HKP’li avukatlar bugün paçavra Yeni Akit hakkında iftira, halkı kin ve düşmanlığa tahrik, kamu görevlisine hakaret, adil yargılamayı etkilemek suçlarından dolayı suç duyurusunda bulundu. Suç duyurusunun ardından yapılan açıklama şöyle:
***
“YENİ AKİT’E: ŞUNU İYİ BİL, HALKIN KURTULUŞ PARTİSİ VE GENEL BAŞKANI NURULLAH ANKUT (EFE), LAİKLİĞİN GERÇEK ANLAMDA UYGULANMASI İÇİN MÜCADELE ETMEKTEDİR
Halkın Kurtuluş Partisi Programı; “Hürriyet Katları” ve “Ekonomi Temelleri” olarak iki ana kısma ayrılmış olup, “HÜRRİYETİN GEREKÇESİ” başlığını taşıyan kısımda, Laiklik ilkesi belirtilmiş ve “Her türlü manevi sömürüyü kaldıracağız.” denilmiştir.
HÜRRİYETİN HEDEFİ başlığını taşıyan kısmın 17’inci maddesinde “Öğretim ve Eğitimin biçimi ve içeriğiyle LAİKLEŞTİRİLECEĞİ” ifade edilmiştir.

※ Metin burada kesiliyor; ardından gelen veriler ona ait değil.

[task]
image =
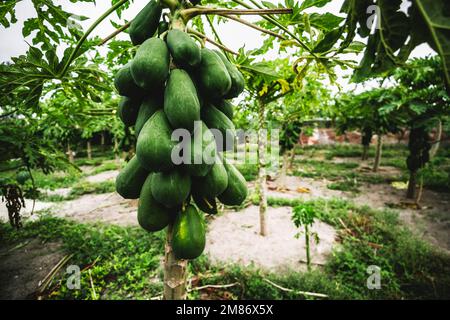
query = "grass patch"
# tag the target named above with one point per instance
(127, 260)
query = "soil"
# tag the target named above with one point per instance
(233, 237)
(22, 269)
(107, 208)
(103, 176)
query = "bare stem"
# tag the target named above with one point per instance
(254, 26)
(188, 14)
(271, 19)
(115, 33)
(201, 35)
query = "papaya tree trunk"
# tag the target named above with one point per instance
(292, 158)
(116, 149)
(102, 141)
(262, 169)
(376, 164)
(70, 153)
(89, 149)
(412, 185)
(365, 153)
(175, 271)
(282, 179)
(434, 149)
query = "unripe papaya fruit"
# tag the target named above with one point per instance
(181, 104)
(154, 145)
(130, 180)
(188, 241)
(128, 109)
(213, 77)
(183, 49)
(207, 205)
(125, 84)
(226, 107)
(214, 183)
(236, 191)
(171, 188)
(217, 120)
(145, 23)
(152, 216)
(237, 79)
(163, 27)
(150, 104)
(150, 66)
(202, 152)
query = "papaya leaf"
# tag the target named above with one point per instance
(436, 14)
(313, 3)
(328, 41)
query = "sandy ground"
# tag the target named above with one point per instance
(103, 176)
(107, 208)
(234, 237)
(22, 269)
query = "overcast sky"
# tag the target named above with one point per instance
(233, 34)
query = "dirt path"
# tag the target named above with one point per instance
(432, 222)
(22, 269)
(234, 238)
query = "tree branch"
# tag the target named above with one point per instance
(115, 33)
(312, 294)
(254, 26)
(188, 14)
(80, 42)
(201, 35)
(279, 25)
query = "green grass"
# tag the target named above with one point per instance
(124, 259)
(124, 263)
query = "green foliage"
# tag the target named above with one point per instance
(397, 33)
(125, 262)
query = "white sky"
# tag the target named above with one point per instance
(233, 34)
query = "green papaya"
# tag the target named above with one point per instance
(149, 106)
(130, 180)
(213, 77)
(214, 183)
(237, 79)
(128, 109)
(226, 107)
(217, 120)
(145, 23)
(163, 27)
(181, 104)
(154, 145)
(152, 216)
(150, 66)
(125, 84)
(207, 205)
(183, 49)
(236, 191)
(171, 188)
(201, 151)
(189, 238)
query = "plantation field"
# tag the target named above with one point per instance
(362, 219)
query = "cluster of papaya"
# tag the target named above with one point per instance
(172, 83)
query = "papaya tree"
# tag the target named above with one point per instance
(371, 112)
(424, 102)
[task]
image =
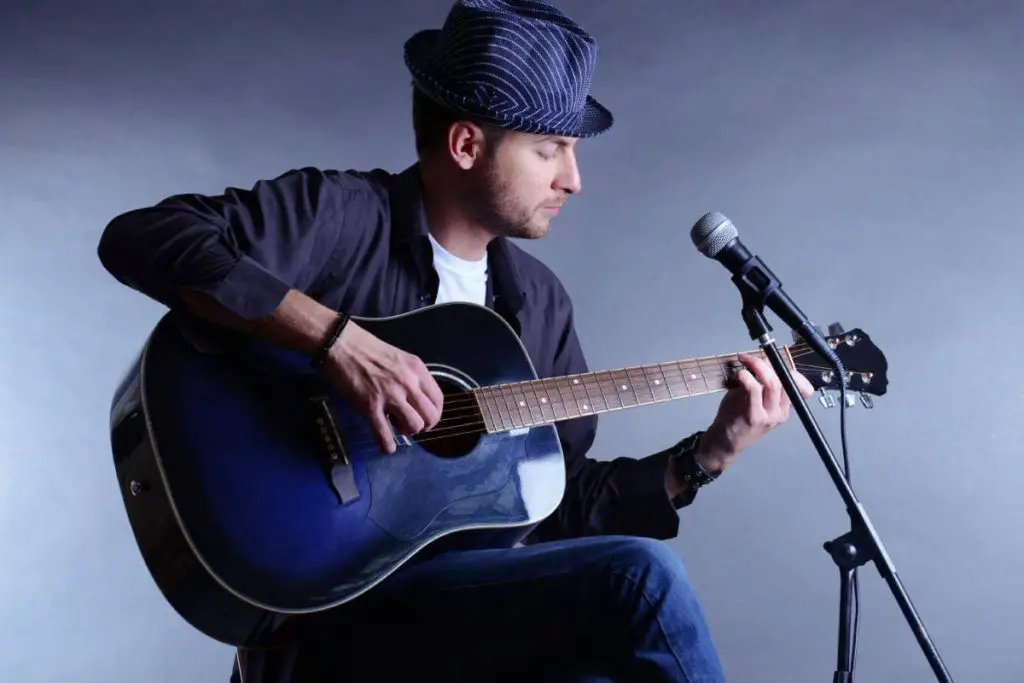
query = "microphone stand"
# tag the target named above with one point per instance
(861, 544)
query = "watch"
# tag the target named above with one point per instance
(685, 463)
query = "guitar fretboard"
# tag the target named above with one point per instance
(518, 404)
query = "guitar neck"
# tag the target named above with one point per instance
(519, 404)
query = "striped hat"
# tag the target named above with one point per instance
(518, 65)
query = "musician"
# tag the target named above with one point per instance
(501, 100)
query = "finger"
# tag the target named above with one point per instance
(803, 384)
(433, 392)
(754, 393)
(769, 380)
(407, 419)
(382, 430)
(424, 407)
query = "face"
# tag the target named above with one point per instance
(515, 186)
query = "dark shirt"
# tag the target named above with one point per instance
(356, 241)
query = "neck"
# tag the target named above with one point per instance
(519, 404)
(448, 219)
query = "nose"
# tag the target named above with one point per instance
(568, 180)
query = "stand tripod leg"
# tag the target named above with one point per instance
(846, 555)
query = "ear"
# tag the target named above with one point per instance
(465, 143)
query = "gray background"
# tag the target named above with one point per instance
(870, 152)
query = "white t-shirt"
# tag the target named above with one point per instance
(460, 280)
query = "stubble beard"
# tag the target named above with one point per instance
(493, 203)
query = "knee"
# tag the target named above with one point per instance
(652, 564)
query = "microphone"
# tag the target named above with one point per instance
(717, 238)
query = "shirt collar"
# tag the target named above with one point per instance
(409, 230)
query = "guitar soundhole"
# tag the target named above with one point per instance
(461, 425)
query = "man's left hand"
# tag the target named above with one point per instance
(755, 404)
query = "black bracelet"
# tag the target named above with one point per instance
(339, 325)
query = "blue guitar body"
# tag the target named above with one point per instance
(259, 498)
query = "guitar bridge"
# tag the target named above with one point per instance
(340, 472)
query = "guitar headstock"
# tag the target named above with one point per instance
(865, 366)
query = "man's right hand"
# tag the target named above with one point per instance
(384, 383)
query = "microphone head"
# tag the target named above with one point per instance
(712, 233)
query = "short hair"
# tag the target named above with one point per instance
(431, 122)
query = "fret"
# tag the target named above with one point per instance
(515, 415)
(524, 406)
(663, 381)
(704, 376)
(534, 401)
(592, 386)
(544, 400)
(609, 390)
(641, 387)
(624, 389)
(489, 424)
(491, 397)
(582, 403)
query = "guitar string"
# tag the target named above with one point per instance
(477, 426)
(457, 404)
(599, 383)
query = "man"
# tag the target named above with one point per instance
(500, 102)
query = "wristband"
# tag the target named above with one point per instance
(339, 325)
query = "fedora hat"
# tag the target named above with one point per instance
(517, 65)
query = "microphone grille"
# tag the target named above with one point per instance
(712, 233)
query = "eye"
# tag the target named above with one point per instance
(547, 152)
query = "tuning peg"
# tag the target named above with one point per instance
(797, 338)
(825, 399)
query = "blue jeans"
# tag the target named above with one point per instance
(600, 608)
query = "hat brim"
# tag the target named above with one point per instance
(593, 120)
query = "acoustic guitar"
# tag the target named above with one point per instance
(259, 499)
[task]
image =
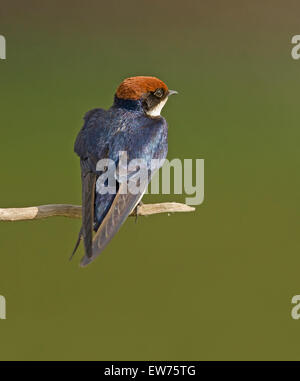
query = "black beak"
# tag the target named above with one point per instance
(171, 92)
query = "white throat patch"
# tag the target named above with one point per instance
(157, 109)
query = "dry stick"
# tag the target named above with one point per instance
(74, 211)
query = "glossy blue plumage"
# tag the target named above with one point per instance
(124, 127)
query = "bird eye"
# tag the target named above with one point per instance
(159, 93)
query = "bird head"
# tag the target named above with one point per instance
(150, 91)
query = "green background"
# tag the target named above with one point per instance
(211, 285)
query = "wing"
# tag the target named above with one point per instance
(121, 207)
(88, 176)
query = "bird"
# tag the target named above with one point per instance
(133, 124)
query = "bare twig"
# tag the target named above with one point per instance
(74, 211)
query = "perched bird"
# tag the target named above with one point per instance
(133, 125)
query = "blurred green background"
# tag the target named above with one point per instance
(211, 285)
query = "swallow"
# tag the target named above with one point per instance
(133, 125)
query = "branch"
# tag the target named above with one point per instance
(74, 211)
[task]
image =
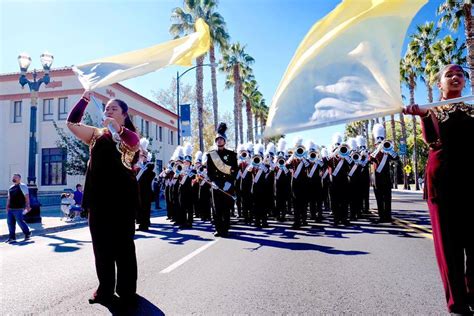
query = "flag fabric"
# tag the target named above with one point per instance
(181, 51)
(347, 67)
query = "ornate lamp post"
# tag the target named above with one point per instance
(24, 61)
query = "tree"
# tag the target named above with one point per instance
(77, 151)
(234, 59)
(457, 12)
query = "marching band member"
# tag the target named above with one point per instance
(282, 181)
(145, 178)
(355, 179)
(222, 170)
(314, 181)
(299, 183)
(364, 173)
(339, 164)
(448, 130)
(185, 189)
(269, 195)
(259, 171)
(325, 180)
(195, 182)
(246, 180)
(380, 158)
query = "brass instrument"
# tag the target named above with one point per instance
(300, 152)
(256, 161)
(387, 146)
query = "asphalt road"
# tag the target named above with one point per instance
(365, 268)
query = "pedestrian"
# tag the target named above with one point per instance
(448, 188)
(222, 170)
(113, 153)
(77, 207)
(18, 204)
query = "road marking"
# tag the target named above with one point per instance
(188, 257)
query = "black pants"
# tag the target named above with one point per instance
(113, 244)
(383, 195)
(223, 205)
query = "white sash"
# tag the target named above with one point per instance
(354, 168)
(298, 170)
(313, 169)
(338, 167)
(259, 173)
(382, 163)
(278, 174)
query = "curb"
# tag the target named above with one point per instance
(55, 229)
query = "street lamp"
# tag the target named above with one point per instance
(178, 76)
(24, 60)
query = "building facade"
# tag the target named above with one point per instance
(54, 102)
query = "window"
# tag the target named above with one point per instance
(17, 112)
(146, 132)
(53, 166)
(47, 109)
(62, 109)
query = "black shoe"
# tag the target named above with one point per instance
(27, 236)
(105, 300)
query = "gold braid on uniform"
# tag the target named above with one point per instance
(442, 112)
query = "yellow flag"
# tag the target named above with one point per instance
(181, 51)
(346, 68)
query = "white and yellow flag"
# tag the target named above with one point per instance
(346, 68)
(181, 51)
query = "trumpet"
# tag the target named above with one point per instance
(356, 156)
(281, 162)
(243, 155)
(387, 146)
(343, 150)
(256, 161)
(300, 152)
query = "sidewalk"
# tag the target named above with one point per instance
(52, 221)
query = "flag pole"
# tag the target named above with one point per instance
(444, 102)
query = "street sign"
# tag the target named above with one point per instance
(403, 149)
(407, 169)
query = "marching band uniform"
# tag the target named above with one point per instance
(299, 183)
(380, 159)
(269, 194)
(185, 189)
(259, 187)
(282, 182)
(364, 173)
(222, 170)
(314, 182)
(246, 180)
(339, 164)
(145, 178)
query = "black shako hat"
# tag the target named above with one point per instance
(221, 129)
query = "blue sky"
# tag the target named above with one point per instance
(79, 31)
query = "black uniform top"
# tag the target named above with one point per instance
(229, 158)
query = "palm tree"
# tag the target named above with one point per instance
(251, 96)
(234, 61)
(452, 13)
(443, 52)
(408, 76)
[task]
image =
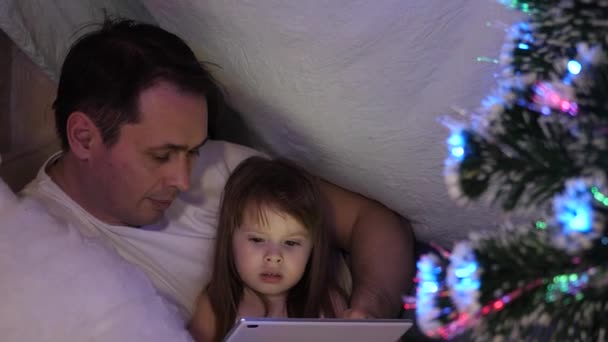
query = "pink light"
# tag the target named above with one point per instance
(409, 306)
(498, 304)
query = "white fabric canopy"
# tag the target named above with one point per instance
(352, 89)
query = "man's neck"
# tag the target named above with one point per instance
(65, 173)
(253, 305)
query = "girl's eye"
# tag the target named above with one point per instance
(193, 153)
(161, 158)
(256, 239)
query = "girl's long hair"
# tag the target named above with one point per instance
(277, 185)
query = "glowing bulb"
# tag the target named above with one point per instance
(580, 222)
(498, 305)
(574, 67)
(458, 152)
(456, 140)
(429, 286)
(466, 271)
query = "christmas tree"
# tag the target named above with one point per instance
(538, 149)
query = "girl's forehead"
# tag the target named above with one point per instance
(266, 219)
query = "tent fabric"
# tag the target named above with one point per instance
(351, 89)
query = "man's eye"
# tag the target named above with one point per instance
(162, 158)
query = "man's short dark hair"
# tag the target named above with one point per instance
(106, 70)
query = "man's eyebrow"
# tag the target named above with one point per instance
(176, 147)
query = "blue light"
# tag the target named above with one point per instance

“Hürriyetin Hedefi Kısmının HÜRRİYETİN SEMBOLÜ: VİCDANA KARIŞMAYIŞ başlığını taşıyan 30’uncu maddesi ise“Her yurttaş, yer içerken olduğu gibi dinî ve manevî ihtiyaçlarını giderirken devlet ya da şahıs karışmasına uğramayacak. Ancak din, insanlarımızın özel hayatı içinde kalan bir konu olacak. Kamu düzeni, aklın, bilimin ve insanî değerlerin kaynaklık ettiği kurallarla sağlanacak.” şeklinde düzenlenmiştir. HKP, dini inanç ve ibadetleri diğer doğal ihtiyaçlar içerisinde görür, ancak kamusal alanda aklın ve bilimin egemen olması gerektiğini, kişilerin özel dünyalarında ise tamamen serbest olmaları gerektiğini ifade eder.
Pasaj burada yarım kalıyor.